If you can qualify for premium assistance, don’t get a job with an employer that offers health insurance, particularly if you’re married and/or have children. If you take a job with an employer that offers health insurance, you won’t be eligible for federal premium assistance. Worse, employers have to offer health insurance that is affordable for individuals (i.e., costing no more than 9.5% of an individual’s wages) but don’t have to offer affordable coverage for families.

Live with the person you love; don’t get married. If you live with someone, that person’s income won’t count when determining your eligibility for federal premium assistance. But it will count if you get married. For example, if your income is $44,000 and you’re living with someone making $40,000, you each can qualify for federal premium assistance. But if you marry, neither of you can qualify for assistance. Not getting married is good financial advice in general during the Obama administration because the president has been including a marriage penalty with each of his new taxes.

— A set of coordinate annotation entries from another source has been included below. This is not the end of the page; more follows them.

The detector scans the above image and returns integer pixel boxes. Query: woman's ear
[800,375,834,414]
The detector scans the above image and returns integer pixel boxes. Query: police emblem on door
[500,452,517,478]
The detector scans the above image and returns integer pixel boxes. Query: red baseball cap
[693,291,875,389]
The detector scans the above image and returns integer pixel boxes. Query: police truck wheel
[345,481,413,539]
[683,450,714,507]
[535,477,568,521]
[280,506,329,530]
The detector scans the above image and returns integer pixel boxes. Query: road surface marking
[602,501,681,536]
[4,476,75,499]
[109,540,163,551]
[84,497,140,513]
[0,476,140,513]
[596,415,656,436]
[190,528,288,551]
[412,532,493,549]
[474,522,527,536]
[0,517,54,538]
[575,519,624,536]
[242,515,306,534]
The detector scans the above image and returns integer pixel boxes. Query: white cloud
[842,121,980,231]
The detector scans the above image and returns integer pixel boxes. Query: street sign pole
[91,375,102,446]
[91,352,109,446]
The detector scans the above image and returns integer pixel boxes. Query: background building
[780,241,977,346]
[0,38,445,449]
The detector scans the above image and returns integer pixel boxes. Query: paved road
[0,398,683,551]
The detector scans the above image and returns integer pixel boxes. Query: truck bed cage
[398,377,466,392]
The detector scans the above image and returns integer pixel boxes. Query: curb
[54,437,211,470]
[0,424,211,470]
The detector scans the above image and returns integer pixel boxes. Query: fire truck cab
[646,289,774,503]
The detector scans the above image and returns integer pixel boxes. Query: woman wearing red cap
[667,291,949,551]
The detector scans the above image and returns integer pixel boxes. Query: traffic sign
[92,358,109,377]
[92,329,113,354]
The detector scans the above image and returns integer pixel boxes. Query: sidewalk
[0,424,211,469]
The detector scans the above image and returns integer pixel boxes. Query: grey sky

Don’t accept a raise until you’ve talked with your tax adviser. Before accepting a pay raise, make sure the added money won’t disqualify you for federal premium assistance or reduce the amount of assistance by more than the amount of the raise. Whenever possible, get raises in the form of nontaxable compensation (such as employer contributions to a retirement or flexible spending plan or educational assistance).

If you have children who are dependents, keep close tabs on their summer earnings. Although it’s generally not considered a good idea these days to have your children stand out from their peers by showing initiative and a work ethic, it’s a particularly bad idea if you want the federal government to subsidize your health insurance. Money that dependents earn is added to your household income and can disqualify you for premium assistance.